You probably want the first equation. The difference between the two quickly gets into mathematical statistics and opinions (we don't all agree on the best way to estimate mean; for instance, look at the midhinge or trimean), but R calculates variance the first way (sd(X)). Python/NumPy calculates it the second way (np.std(X)), though, so it's a matter of style, but you'd probably want to use the first equation.
The first estimator is related to an unbiased estimator (see footnote), meaning that, on average, it estimates the correct population variance. The second estimator is biased but has a nice statistical property known as maximum likelihood.
However, both are instances of statistical inference, where the goal is to make a conclusion about some greater population, given that we have sampled some subset of that population. It's not clear to me that you're doing inference. The opposite would be descriptive statistics, where you're just describing the values you have. I would argue that you have the population under consideration, in which case, your second equation is the correct one to do since it aligns with the calculus of population variance (related to something called the second moment of a distribution). Nonetheless, your field probably uses that first equation you gave, as that is the standard deviation estimator given in freshman or AP statistics that so many people take and use as their statistics background.

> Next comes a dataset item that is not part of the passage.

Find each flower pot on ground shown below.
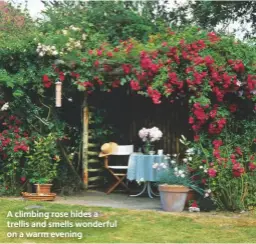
[185,189,197,207]
[158,185,189,212]
[25,134,60,195]
[153,151,203,212]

Footnote: The estimator you've given is biased, but you're taking the square root of an unbiased estimator for variance. Amazingly, the square root of that unbiased estimator winds up being biased, but I suppose being the square root of an unbiased estimator is something.
Footnote 2: There are examples of silly estimators that are, in some sense, legitimate (the technical term is admissible). For instance, you could define your estimate as a constant function, saying that standard deviation is 3 no matter what data you collect, and that would be an admissible estimator since it gets the right answer when population standard deviation indeed is 3. So you see how the estimator to pick can be a matter of opinion!